[Le Temple de Nérée - Pro-Naos]
Les porteurs s'étaient assoupis à l'ombre du Temple; certains, plus vaillants, s'occupaient à courtiser les quelques servantes qui vaquaient à leurs tâches. En cette quiétude de début d'après-midi étouffant, Yelena n'eut donc aucun mal à échapper à ce qu'elle appelait sa garde. Quant à l'agitation de l'esplanade, il était si facile de l'éviter en passant par l'arrière...
Ses pieds nus coururent sans bruit sur la pierre brûlante, et ne s'arrêtèrent que pour se fondre dans la foule qui bravait la puissance d'Hélios. Yelena cligna des yeux sous le voile de gaze, éblouie par tant de vie. Oui, Kalymnos vivait. Elle inspira profondément l'haleine de la cité, et eut un sourire enfantin.
La jeune prêtresse fit quelques pas au hasard sur la place, heurtée par des citoyens tout-puissants ou par des esclaves pressés de rentrer de leur course... Un marchand l'interpella de son étal pour lui proposer des tissus de toutes les couleurs, brillants et soyeux. Yelena y promena son regard, avança la main pour effleurer les étoffes puis eut un petit geste de recul et se détourna. Renoncer.
Elle se laissait porter par les mouvements de la masse, errant sur la place pour se rassurer, se plonger dans cet amas de vie et de sueur qui se relevait toujours... Un marchand soudain jaillit de derrière son étal pour poursuivre un quelconque chapardeur, et dans sa course aveugle bouscula Yelena qui se rattrapa à l'épaule d'un jeune homme.
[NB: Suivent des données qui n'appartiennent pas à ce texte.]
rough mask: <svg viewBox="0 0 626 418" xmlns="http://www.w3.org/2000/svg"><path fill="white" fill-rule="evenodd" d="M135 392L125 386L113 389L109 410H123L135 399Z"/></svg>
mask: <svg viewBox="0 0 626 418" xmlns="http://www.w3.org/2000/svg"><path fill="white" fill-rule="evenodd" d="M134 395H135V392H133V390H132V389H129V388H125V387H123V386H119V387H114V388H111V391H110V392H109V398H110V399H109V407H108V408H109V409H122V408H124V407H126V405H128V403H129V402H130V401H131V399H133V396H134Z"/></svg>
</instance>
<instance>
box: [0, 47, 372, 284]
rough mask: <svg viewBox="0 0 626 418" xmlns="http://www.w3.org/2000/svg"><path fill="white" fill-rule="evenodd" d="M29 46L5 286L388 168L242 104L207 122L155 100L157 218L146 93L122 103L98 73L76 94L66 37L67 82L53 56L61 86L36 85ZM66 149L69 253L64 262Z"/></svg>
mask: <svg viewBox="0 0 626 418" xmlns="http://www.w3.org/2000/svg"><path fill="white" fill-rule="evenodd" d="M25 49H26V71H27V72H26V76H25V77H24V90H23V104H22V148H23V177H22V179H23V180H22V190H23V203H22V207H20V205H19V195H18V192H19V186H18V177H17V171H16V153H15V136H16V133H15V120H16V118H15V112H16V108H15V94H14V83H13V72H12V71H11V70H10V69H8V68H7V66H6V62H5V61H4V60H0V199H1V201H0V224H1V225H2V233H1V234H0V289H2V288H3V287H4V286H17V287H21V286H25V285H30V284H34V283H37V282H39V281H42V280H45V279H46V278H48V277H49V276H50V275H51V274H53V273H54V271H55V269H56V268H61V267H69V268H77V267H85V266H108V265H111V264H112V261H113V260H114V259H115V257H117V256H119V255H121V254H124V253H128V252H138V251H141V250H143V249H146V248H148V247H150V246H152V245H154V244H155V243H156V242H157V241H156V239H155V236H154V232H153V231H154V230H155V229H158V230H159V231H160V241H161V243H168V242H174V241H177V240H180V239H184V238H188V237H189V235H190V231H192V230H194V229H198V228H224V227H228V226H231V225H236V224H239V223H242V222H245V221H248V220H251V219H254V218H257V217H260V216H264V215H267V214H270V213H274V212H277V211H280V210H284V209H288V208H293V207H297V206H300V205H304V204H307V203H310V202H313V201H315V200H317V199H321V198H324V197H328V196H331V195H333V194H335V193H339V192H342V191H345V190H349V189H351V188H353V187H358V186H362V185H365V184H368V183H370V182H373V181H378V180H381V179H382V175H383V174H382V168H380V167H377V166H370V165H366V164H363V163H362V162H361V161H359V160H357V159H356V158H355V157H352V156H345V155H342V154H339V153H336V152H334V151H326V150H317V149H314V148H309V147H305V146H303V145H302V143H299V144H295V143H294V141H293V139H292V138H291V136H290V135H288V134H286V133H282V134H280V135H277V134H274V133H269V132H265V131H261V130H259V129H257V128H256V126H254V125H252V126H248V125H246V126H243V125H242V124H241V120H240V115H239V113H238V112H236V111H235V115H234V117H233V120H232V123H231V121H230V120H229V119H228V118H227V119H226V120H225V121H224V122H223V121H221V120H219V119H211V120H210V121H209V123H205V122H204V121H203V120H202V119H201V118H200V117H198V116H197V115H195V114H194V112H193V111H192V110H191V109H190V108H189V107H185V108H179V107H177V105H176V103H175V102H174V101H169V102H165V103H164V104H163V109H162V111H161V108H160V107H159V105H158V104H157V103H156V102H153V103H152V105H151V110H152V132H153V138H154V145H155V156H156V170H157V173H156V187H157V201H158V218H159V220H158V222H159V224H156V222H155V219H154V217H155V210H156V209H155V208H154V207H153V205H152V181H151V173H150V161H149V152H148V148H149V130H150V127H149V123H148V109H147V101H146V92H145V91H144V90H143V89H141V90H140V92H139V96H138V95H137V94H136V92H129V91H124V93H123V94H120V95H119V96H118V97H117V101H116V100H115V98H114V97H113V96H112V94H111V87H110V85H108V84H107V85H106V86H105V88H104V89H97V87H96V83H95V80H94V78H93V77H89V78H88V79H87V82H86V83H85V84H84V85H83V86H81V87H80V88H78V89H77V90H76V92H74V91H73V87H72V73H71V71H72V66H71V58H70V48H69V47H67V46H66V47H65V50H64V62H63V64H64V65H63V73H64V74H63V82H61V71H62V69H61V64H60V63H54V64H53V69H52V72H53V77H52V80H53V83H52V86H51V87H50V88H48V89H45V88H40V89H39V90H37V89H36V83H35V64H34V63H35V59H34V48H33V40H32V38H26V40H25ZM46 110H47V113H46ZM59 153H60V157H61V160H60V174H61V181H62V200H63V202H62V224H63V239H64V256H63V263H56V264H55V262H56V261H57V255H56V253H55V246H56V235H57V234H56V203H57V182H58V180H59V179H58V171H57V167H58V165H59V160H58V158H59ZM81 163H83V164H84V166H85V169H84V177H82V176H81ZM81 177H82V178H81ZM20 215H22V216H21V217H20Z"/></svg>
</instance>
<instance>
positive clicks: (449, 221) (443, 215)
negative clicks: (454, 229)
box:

Dans le mouvement son voile avait glissé, dévoilant une seconde ses cheveux, qu'elle s'empressa de replacer avant de se tourner vers celui qui lui avait évité la chute. Il s'agissait apparemment d'un esclave, jeune et beau, en pleine discussion avec une femme qui resplendissait d'assurance. Une femme libre n'était pas tenue de s'excuser devant un esclave, mais Yelena accorda un sourire navré au jeune rouquin:
"Pardonne-moi de t'avoir bousculé. Et merci pour l'épaule !" ajouta-t-elle, les yeux rieurs.